In 2013, the median LSAT score of students admitted to Florida Coastal School of Law was in thebottom quarter of all test-takers nationwide. According to the test’s administrators, students with scores this low are unlikely to ever pass the bar exam.
Despite this bleak outlook, Florida Coastal charges nearly $45,000 a year in tuition, which, with living expenses, can lead to crushing amounts of debt for its students. Ninety-three percent of the school’s 2014 graduating class of 484 had debts and the average was almost $163,000 — a higher average than all but three law schools in the country. In short, most of Florida Coastal’s students are leaving law school with a degree they can’t use, bought with a debt they can’t repay.
If this sounds like a scam, that’s because it is. Florida Coastal, in Jacksonville, is one of six for-profit law schools in the country that have been vacuuming up hordes of young people, charging them outrageously high tuition and, after many of the students fail to become lawyers, sticking taxpayers with the tab for their loan defaults.
Yet for-profit schools are not the only offenders. A majority of American law schools, which have nonprofit status, are increasingly engaging in such behavior, and in the process threatening the future of legal education.
Why? The most significant explanation is also the simplest — free money.
In 2006, Congress extended the federal Direct PLUS Loan program to allow a graduate or professional student to borrow the full amount of tuition, no matter how high, and living expenses. The idea was to give more people access to higher education and thus, in theory, higher lifetime earnings. But broader access doesn’t mean much if degrees lead not to well-paying jobs but to heavy debt burdens. That is all too often the result with PLUS loans.
The consequences of this free flow of federal loans have been entirely predictable: Law schools jacked up tuition and accepted more students, even after the legal job market stalled and shrank in the wake of the recession. For years, law schools were able to obscure the poor market by refusing to publish meaningful employment information about their graduates. But in response to pressure from skeptical lawmakers and unhappy graduates, the schools began sharing the data — and it wasn’t a pretty picture. Forty-three percent of all 2013 law school graduates did not have long-term full-time legal jobs nine months after graduation, and the numbers are only getting worse. In 2012, the average law graduate’s debt was $140,000, 59 percent higher than eight years earlier.
This reality has contributed to the drastic drop in law school applications since 2011, which has in turn exacerbated the problem — to maintain enrollment numbers, law schools have had to lower their admissions standards and take even more unqualified students. These students then fail to pass the bar in alarmingly high numbers — in 2014, the average score on the common portion of the test was the lowest in more than 25 years.

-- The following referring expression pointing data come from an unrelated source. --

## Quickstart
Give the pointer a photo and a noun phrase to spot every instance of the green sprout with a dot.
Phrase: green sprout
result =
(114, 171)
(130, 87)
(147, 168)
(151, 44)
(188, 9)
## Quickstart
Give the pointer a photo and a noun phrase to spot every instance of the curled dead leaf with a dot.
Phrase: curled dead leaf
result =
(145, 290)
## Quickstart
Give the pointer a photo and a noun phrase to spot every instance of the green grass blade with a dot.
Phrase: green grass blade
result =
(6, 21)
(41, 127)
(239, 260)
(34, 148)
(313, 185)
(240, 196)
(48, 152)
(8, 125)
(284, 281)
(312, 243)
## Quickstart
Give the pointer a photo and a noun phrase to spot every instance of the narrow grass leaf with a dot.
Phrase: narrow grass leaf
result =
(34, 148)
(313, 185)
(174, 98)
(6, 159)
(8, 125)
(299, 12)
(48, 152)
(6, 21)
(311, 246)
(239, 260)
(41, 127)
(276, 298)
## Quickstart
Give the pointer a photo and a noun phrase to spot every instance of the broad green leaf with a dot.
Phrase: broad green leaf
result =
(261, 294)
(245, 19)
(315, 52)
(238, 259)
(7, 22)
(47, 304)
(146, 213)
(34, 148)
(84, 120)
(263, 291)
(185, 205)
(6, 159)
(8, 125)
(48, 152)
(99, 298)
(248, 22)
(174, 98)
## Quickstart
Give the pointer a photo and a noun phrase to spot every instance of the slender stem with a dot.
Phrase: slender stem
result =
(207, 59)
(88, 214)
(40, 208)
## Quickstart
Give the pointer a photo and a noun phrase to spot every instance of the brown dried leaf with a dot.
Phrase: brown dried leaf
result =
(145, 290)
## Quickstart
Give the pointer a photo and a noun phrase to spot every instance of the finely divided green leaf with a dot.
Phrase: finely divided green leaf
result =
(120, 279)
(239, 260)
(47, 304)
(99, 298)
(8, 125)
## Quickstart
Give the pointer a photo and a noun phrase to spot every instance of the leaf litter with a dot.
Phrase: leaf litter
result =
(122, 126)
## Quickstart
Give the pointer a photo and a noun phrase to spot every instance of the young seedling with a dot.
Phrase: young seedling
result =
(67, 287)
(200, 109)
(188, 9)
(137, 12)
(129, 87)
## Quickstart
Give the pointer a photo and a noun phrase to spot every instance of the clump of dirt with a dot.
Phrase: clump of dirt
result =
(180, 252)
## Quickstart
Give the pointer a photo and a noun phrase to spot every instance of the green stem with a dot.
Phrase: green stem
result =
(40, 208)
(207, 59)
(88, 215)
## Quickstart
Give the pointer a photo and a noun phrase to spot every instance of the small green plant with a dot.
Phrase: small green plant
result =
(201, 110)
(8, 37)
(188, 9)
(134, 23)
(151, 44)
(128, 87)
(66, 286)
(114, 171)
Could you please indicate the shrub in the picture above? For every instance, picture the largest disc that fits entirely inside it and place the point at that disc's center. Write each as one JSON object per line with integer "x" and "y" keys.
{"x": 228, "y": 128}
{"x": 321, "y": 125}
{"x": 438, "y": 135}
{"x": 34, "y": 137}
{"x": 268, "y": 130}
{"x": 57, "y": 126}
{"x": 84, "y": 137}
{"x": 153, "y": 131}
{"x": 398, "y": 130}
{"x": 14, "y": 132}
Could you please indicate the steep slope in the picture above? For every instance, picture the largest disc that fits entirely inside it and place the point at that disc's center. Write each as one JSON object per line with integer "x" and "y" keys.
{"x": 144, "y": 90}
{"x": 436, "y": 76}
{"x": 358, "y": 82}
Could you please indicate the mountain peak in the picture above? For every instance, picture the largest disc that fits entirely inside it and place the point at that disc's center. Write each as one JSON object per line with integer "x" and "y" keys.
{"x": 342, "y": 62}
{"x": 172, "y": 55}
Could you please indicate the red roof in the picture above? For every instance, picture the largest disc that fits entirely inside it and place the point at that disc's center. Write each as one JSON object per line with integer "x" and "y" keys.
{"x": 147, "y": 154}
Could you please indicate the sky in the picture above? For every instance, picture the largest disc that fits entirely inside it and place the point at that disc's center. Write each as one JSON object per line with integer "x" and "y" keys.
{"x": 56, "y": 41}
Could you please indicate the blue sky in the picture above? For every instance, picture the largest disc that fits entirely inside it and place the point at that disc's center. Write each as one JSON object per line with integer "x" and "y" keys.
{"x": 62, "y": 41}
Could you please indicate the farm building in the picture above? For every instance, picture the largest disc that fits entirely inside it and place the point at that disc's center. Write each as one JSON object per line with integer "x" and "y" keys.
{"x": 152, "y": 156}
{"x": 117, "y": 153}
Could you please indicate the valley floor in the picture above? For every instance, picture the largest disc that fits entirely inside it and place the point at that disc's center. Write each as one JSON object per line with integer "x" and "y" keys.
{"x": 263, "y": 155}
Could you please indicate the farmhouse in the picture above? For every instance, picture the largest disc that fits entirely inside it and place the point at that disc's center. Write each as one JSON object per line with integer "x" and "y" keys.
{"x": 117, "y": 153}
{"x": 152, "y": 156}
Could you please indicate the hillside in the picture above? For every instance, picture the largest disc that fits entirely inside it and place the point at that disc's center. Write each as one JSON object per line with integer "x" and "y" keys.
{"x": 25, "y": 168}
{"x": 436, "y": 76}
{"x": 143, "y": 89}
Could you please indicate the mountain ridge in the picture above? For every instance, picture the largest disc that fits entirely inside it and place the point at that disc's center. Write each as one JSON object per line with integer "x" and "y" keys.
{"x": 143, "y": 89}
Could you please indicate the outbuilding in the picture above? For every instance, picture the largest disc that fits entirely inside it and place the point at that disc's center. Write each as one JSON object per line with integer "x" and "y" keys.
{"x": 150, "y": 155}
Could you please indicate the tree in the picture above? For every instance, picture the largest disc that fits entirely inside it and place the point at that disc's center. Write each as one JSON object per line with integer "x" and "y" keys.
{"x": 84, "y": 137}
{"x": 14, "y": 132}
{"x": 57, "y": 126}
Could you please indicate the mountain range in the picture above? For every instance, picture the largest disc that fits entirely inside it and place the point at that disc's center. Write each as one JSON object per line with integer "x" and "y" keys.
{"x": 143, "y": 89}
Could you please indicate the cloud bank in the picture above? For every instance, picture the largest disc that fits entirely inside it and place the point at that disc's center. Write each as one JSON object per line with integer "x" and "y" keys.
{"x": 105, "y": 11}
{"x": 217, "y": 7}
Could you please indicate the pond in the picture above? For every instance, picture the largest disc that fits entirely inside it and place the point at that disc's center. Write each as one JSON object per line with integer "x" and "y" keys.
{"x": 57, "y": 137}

How can this death spiral be stopped? For starters, the government must require accountability from the law schools that live off student loans. This year, the Obama administration extended the so-called gainful employment rule, which ties a school’s eligibility to receive federal student loans to its success in preparing graduates for jobs that will enable them to repay their debt. The rule currently applies only to for-profit law schools, all of which, given their track records, would fail to qualify for federal loans.
This rule should also apply to nonprofit schools. If it did, as many as 50 nonprofit schools could fail as well, based on one measure that considers students’ debt-to-income ratio. Another good idea would be to cap the amount of federal loans available to individual schools or to students. This could drive down tuition costs, and reduce the debt loads students carry when they leave school.
Perhaps the most galling part of this crisis is the misallocation of resources. Even as law schools are churning out unqualified graduates stuck under hopeless mountains of debt, millions of poor and lower-income Americans remain desperate for quality legal representation. Public defenders around the country rely on minuscule budgets to handle overwhelming caseloads. In many cases, the lawyers are so overworked that they cannot provide constitutionally adequate representation for criminal defendants. Civil legal services that help people with housing, immigration and workplace issues are even more scarce, with hardly any public support.
If fewer federal dollars were streaming into law schools’ coffers and more were directed to fund legal services organizations, the legal profession — and the American legal system as a whole — would be better for it.